A Waymo, a empresa de veículos autônomos pertencente à Alphabet, garantiu US$ 16 bilhões em financiamento para expandir sua frota de robotáxis para mais de uma dezena de novas cidades internacionalmente, incluindo Londres e Tóquio, de acordo com uma postagem no blog divulgada pela empresa na segunda-feira. A rodada de financiamento, que avalia a Waymo em US$ 126 bilhões, foi liderada por Dragoneer Investment Group, DST Global e Sequoia Capital.
A rodada também contou com investimentos significativos de Andreessen Horowitz e Mubadala Capital, bem como Bessemer Venture Partners, Silver Lake, Tiger Global e T. Rowe Price. Outros investidores incluíram BDT MSD Partners, CapitalG, Fidelity Management Research Company, GV, Kleiner Perkins, Perry Creek Capital e Temasek. A Alphabet, empresa controladora da Waymo, também participou da rodada, mantendo sua posição como investidora majoritária.

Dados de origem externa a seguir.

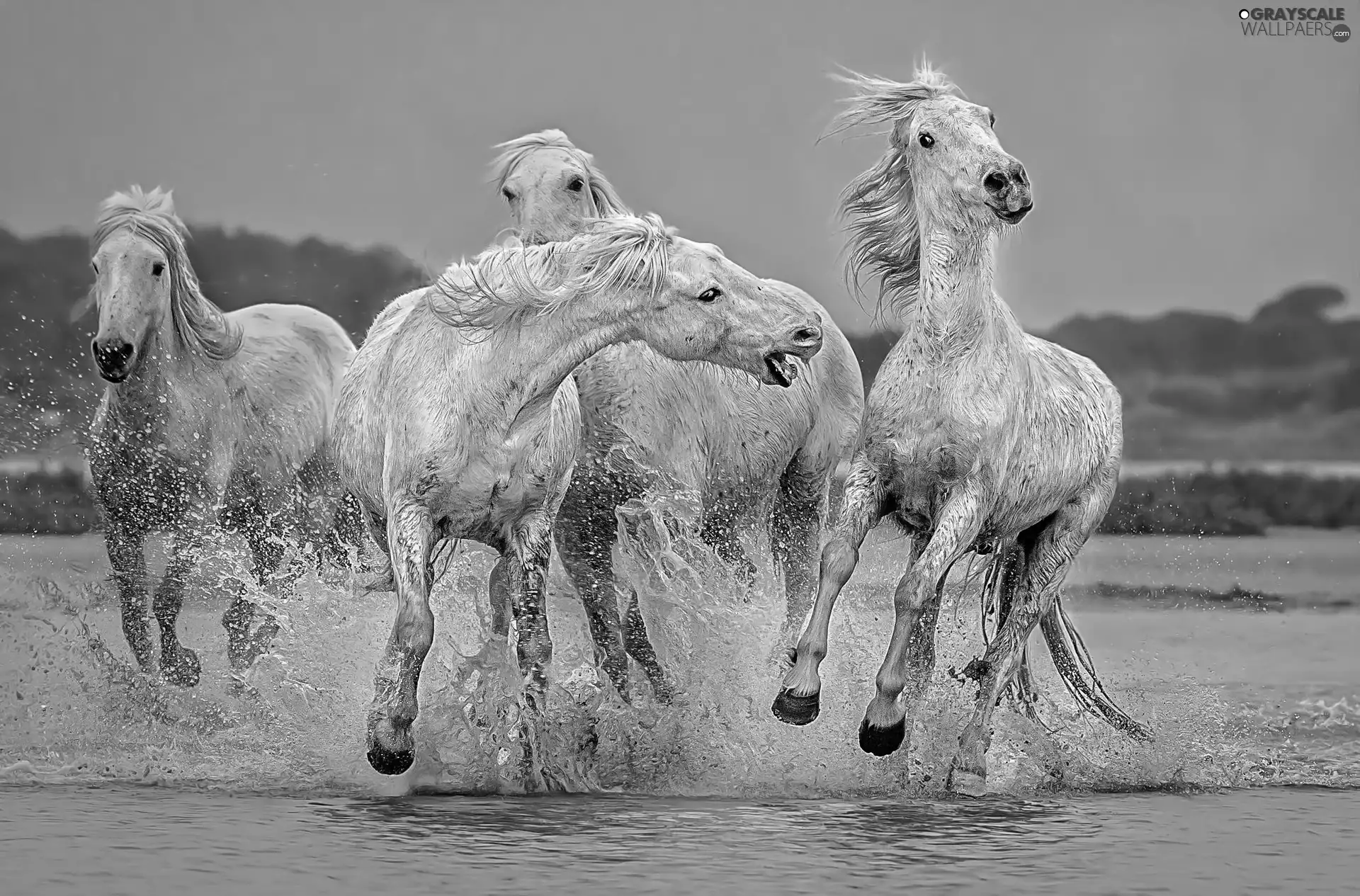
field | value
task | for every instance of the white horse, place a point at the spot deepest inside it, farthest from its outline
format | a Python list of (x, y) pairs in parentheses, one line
[(208, 419), (751, 455), (977, 437), (459, 418)]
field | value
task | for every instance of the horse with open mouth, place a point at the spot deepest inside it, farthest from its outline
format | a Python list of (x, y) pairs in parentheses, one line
[(751, 455), (459, 419)]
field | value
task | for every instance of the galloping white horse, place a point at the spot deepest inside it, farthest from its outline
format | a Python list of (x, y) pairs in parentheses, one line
[(749, 453), (208, 419), (978, 437), (459, 418)]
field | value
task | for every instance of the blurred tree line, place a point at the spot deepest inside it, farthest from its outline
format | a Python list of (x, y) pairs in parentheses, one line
[(47, 384)]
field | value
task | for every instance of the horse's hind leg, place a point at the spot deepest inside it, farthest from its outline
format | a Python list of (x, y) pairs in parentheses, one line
[(800, 698), (585, 545), (127, 555), (1050, 548), (531, 548), (178, 664), (409, 539), (910, 659), (720, 535)]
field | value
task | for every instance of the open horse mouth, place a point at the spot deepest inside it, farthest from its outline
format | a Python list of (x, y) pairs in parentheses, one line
[(1012, 218), (781, 369)]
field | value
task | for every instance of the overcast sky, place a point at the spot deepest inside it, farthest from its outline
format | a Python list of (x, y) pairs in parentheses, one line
[(1177, 164)]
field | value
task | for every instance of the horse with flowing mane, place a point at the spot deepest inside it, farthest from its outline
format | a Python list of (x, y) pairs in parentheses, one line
[(208, 419), (749, 453), (459, 419), (978, 437)]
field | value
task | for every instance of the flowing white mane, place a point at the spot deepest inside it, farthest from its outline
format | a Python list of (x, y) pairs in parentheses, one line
[(199, 324), (879, 204), (506, 282)]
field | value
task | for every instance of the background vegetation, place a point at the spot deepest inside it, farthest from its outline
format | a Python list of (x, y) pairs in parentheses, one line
[(1283, 384)]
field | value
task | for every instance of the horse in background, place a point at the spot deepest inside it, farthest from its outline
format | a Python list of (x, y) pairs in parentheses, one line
[(751, 455), (208, 421), (978, 437), (459, 419)]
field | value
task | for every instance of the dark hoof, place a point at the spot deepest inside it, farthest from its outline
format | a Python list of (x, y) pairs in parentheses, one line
[(793, 709), (664, 693), (184, 669), (390, 763), (882, 742), (968, 783)]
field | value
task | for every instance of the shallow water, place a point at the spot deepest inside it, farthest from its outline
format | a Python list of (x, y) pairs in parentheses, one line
[(110, 782), (150, 841)]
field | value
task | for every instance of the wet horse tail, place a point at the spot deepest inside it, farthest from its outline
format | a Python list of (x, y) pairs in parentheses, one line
[(1068, 650)]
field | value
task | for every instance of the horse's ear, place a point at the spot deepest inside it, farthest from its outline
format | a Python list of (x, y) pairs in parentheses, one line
[(596, 199), (82, 306)]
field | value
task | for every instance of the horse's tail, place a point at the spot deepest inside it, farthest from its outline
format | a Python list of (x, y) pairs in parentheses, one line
[(1079, 672), (1065, 645)]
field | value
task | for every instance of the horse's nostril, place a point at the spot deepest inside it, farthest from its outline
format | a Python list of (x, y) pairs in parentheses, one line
[(996, 183), (112, 354)]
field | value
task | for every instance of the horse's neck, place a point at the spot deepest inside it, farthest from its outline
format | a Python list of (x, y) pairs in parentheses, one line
[(956, 314), (544, 350)]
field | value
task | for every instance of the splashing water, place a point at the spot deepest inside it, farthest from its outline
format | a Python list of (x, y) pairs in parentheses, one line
[(72, 708)]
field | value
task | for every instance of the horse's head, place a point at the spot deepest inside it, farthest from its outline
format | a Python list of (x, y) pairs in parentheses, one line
[(132, 283), (552, 186), (944, 150), (143, 280), (691, 304)]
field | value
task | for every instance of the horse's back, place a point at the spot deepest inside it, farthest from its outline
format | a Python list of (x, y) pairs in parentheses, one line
[(283, 384), (294, 336)]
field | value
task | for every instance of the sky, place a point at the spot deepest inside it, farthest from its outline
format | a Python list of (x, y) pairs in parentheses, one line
[(1175, 162)]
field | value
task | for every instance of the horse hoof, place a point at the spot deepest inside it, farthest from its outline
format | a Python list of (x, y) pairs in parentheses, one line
[(968, 783), (882, 742), (795, 709), (184, 671), (387, 761)]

Em outras notícias, a Suprema Corte da Índia emitiu uma forte repreensão à Meta em relação à política de privacidade do WhatsApp de 2021. Durante o recurso da Meta contra uma penalidade imposta sobre a política, os juízes questionaram como o WhatsApp monetiza os dados pessoais e como os usuários podem consentir significativamente com as práticas de compartilhamento de dados em um mercado onde o aplicativo é a plataforma de comunicação padrão, de acordo com o TechCrunch. O tribunal alertou a Meta de que não permitiria que a gigante da mídia social "brincasse com o direito à privacidade" dos usuários indianos. A Índia é o maior mercado do WhatsApp, com mais de 500 milhões de usuários, e uma área de crescimento fundamental para os negócios de publicidade da Meta. Os juízes questionaram o potencial valor comercial dos metadados gerados pela plataforma e como esses dados poderiam ser monetizados em todo o negócio de publicidade mais amplo da Meta.
Enquanto isso, no setor de energia, a Avalanche está buscando uma abordagem de menor escala para a fusão nuclear. De acordo com o TechCrunch, o cofundador e CEO da Avalanche, Robin Langtry, afirmou que a empresa está trabalhando em uma "versão de mesa da fusão nuclear" para aprender e iterar rapidamente. Langtry acredita que essa abordagem ajudará a resolver os desafios associados ao aproveitamento da energia do Sol para fornecer ao mundo calor e eletricidade limpos.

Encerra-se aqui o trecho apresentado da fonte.